Authorities looking to prosecute the mob of Trump supporters who overran the U.S. Capitol on Wednesday stand to get powerful help from cellphone records, facial recognition tools and other technologies to assist in the identification of anyone who was there that day.

The Capitol, more than most buildings, has a vast cellular and wireless data infrastructure of its own to make communications efficient in a building made largely of stone and that extends deep underground and has pockets of shielded areas. Such infrastructure, such as individual cell towers, can turn any connected phone into its own tracking device.
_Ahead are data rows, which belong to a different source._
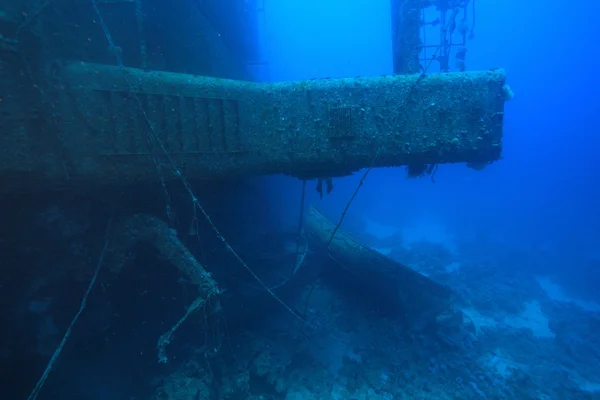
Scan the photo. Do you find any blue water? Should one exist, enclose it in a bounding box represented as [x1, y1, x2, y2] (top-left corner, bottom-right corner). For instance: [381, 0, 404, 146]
[8, 0, 600, 400]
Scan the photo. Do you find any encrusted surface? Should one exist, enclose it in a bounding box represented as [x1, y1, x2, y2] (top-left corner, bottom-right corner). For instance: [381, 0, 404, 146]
[1, 62, 505, 191]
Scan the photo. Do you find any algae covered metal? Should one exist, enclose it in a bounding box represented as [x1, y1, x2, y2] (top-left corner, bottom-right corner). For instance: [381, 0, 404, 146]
[304, 207, 454, 326]
[0, 62, 505, 191]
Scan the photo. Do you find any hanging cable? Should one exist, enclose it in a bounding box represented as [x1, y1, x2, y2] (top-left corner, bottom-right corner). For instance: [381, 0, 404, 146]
[328, 16, 450, 247]
[290, 180, 306, 279]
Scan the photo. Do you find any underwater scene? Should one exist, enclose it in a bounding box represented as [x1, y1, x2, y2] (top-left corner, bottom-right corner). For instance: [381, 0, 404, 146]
[0, 0, 600, 400]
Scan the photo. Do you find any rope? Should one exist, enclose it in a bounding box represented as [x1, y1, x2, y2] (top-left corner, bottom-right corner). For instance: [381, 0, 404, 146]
[27, 218, 112, 400]
[91, 0, 312, 328]
[290, 180, 306, 278]
[327, 19, 448, 247]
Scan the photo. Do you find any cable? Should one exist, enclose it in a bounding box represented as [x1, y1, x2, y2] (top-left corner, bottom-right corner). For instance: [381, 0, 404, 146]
[27, 217, 112, 400]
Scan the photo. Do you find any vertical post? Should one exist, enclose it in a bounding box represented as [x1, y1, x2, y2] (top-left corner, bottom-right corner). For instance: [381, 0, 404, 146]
[391, 0, 421, 74]
[135, 0, 148, 69]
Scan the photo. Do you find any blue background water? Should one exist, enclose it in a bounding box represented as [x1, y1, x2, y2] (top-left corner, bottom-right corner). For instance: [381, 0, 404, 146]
[262, 0, 600, 299]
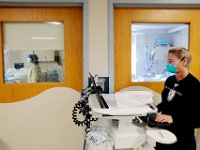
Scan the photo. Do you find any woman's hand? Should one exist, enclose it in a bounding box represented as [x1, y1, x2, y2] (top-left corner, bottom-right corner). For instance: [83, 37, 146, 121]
[155, 114, 173, 123]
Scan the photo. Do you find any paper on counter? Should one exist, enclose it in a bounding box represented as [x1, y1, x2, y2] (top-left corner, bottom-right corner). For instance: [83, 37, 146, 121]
[115, 91, 153, 107]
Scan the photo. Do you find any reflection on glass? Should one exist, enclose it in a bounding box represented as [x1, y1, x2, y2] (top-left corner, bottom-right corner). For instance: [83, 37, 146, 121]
[131, 23, 189, 82]
[3, 22, 65, 83]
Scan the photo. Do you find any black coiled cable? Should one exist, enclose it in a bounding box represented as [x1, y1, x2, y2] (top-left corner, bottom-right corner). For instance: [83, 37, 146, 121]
[72, 87, 97, 133]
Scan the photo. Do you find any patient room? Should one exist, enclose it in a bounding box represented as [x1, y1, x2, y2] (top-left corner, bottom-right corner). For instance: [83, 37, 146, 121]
[0, 0, 200, 150]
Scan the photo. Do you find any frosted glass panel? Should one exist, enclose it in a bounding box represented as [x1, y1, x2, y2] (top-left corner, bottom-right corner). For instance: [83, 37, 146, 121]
[131, 23, 189, 82]
[3, 22, 65, 83]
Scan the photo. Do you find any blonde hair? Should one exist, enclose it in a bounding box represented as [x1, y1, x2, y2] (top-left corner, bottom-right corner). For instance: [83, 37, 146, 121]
[168, 47, 192, 68]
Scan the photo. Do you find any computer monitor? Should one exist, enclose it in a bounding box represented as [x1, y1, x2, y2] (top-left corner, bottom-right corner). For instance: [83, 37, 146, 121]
[89, 72, 99, 94]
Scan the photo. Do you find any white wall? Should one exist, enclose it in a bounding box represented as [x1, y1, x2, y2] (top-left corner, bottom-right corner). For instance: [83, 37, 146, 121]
[88, 0, 108, 76]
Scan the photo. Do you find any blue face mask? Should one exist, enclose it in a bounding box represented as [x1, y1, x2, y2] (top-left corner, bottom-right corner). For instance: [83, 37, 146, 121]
[166, 64, 176, 73]
[166, 51, 188, 73]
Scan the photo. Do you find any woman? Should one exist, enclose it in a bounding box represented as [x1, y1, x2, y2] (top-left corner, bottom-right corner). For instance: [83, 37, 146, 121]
[155, 48, 200, 150]
[27, 54, 41, 83]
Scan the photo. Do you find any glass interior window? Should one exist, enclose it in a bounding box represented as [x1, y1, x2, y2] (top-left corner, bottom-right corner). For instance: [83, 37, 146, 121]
[3, 22, 65, 83]
[131, 23, 189, 82]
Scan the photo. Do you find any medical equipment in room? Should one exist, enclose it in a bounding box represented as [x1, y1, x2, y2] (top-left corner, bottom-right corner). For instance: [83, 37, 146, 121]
[73, 74, 176, 150]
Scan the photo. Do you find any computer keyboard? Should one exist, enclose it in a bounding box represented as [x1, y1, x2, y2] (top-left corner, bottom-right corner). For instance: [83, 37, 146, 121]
[96, 93, 109, 109]
[146, 113, 170, 127]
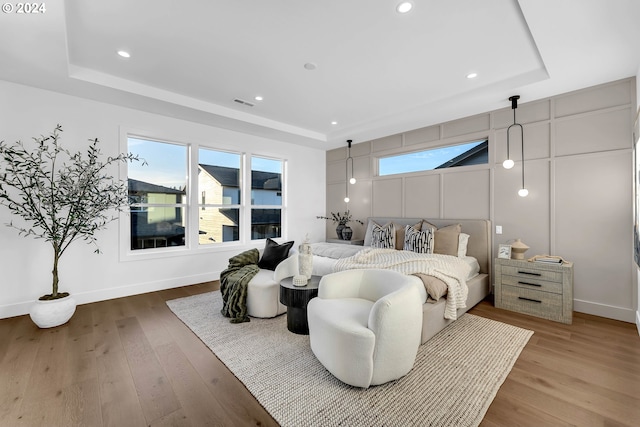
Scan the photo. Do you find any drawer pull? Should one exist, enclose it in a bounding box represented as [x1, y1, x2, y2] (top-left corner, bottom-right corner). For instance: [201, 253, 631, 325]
[518, 270, 542, 276]
[518, 281, 542, 288]
[518, 297, 542, 304]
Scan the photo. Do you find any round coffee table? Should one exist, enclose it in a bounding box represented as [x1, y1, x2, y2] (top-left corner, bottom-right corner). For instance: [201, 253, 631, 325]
[280, 276, 322, 335]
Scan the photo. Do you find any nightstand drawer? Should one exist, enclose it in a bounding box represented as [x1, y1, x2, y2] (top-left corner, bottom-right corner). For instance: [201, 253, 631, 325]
[494, 258, 573, 325]
[497, 285, 562, 321]
[502, 275, 562, 294]
[502, 265, 562, 283]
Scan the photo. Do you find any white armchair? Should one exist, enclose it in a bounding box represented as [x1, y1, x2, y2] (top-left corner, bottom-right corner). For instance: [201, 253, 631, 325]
[247, 248, 298, 318]
[307, 269, 422, 388]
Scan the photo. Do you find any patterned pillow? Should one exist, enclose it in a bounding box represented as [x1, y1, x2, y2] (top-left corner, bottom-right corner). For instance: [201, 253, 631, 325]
[404, 225, 434, 254]
[371, 222, 396, 249]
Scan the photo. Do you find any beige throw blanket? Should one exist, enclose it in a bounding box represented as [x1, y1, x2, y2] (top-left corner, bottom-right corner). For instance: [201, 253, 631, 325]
[333, 248, 471, 320]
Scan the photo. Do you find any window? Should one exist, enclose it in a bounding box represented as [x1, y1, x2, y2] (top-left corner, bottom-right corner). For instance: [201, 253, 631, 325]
[128, 138, 187, 250]
[378, 139, 489, 176]
[251, 157, 283, 240]
[198, 148, 242, 245]
[121, 135, 285, 252]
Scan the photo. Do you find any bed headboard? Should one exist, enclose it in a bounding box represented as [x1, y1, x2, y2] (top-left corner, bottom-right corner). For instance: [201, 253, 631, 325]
[364, 217, 492, 276]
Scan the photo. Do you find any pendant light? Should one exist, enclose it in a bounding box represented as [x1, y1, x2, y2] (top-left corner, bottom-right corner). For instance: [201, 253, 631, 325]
[344, 139, 356, 203]
[502, 95, 529, 197]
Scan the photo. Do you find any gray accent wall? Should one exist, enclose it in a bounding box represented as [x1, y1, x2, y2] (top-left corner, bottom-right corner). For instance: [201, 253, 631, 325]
[327, 77, 638, 322]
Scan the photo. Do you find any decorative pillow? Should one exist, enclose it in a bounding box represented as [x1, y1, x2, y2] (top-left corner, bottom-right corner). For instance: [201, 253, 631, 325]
[403, 225, 433, 254]
[258, 238, 293, 270]
[433, 224, 462, 257]
[458, 233, 471, 258]
[371, 222, 396, 249]
[394, 221, 422, 251]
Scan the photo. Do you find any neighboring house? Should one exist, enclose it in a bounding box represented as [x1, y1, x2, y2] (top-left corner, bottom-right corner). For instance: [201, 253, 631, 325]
[128, 178, 185, 249]
[434, 140, 489, 169]
[198, 164, 282, 244]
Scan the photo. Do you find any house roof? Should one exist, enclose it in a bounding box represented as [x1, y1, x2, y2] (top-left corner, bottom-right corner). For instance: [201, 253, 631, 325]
[128, 178, 185, 194]
[199, 164, 282, 191]
[435, 140, 489, 169]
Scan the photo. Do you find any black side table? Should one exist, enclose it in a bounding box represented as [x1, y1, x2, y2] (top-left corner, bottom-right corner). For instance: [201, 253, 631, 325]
[280, 276, 322, 335]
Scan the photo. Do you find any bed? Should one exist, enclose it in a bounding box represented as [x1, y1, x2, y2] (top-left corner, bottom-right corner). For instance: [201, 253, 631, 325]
[311, 217, 492, 343]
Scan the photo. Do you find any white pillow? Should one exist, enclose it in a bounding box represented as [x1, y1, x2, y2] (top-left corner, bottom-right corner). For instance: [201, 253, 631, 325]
[458, 233, 471, 258]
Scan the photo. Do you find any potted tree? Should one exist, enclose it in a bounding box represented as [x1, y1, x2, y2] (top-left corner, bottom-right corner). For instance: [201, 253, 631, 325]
[0, 125, 139, 328]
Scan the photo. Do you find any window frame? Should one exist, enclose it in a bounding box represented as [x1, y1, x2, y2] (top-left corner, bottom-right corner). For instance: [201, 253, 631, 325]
[118, 126, 289, 262]
[246, 153, 287, 242]
[375, 136, 491, 178]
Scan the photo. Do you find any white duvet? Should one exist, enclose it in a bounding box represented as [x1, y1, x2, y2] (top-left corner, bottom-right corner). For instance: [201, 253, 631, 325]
[333, 248, 471, 320]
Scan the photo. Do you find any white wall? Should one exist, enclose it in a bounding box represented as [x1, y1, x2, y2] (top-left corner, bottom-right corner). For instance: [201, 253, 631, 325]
[634, 68, 640, 333]
[0, 81, 325, 318]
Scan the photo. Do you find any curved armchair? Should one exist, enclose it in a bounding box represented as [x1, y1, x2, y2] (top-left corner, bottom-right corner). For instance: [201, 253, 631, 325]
[307, 269, 422, 388]
[247, 249, 298, 318]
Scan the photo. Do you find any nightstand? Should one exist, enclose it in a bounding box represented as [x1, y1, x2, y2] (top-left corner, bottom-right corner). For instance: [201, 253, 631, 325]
[327, 239, 364, 246]
[495, 258, 573, 324]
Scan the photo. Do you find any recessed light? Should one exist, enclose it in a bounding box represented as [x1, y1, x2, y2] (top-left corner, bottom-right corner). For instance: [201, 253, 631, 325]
[396, 1, 413, 13]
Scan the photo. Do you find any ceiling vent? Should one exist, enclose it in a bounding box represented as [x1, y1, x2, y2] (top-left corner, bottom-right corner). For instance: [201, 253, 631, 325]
[233, 98, 255, 107]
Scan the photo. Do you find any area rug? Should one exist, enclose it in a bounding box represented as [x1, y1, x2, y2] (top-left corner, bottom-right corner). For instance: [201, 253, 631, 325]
[167, 291, 533, 427]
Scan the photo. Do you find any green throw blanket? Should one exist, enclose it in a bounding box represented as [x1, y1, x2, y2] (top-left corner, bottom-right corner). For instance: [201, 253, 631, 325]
[220, 249, 260, 323]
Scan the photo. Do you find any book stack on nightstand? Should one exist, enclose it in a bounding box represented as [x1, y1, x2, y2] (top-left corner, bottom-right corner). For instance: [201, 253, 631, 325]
[495, 258, 573, 324]
[327, 239, 364, 246]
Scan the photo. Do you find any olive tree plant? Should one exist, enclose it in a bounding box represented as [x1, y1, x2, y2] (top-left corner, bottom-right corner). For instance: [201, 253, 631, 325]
[0, 125, 140, 300]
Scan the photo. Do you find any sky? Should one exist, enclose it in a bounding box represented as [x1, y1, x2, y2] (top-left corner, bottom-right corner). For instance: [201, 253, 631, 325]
[128, 137, 282, 188]
[378, 140, 484, 176]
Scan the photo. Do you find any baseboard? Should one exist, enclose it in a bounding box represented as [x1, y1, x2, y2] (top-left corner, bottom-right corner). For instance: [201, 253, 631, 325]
[573, 299, 637, 323]
[0, 272, 220, 319]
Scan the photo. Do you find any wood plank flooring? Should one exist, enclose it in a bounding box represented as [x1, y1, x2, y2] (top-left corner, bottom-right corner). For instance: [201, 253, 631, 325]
[0, 282, 640, 427]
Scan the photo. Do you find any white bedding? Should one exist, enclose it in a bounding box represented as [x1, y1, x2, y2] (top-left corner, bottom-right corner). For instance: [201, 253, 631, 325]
[334, 248, 470, 320]
[311, 242, 480, 280]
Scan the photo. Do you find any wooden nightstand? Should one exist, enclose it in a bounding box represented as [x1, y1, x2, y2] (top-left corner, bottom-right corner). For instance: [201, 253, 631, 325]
[495, 258, 573, 324]
[327, 239, 364, 246]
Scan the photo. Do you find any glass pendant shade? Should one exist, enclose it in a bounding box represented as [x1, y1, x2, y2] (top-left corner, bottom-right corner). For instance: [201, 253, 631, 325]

Phone records make determining the owners of these devices trivially easy. Congressional investigators and federal prosecutors can also identify devices and users who may have connected wittingly or automatically to congressional guest WiFi networks — unless rioters made a point of deactivating their devices or leaving them behind during the takeover.

Privacy advocates have warned that such a dramatic event could prompt an expansion in the use of the surveillance technologies in a way that could erode civil rights. But the investigation highlights how government officials already have broad legal authorities to use them how they see fit.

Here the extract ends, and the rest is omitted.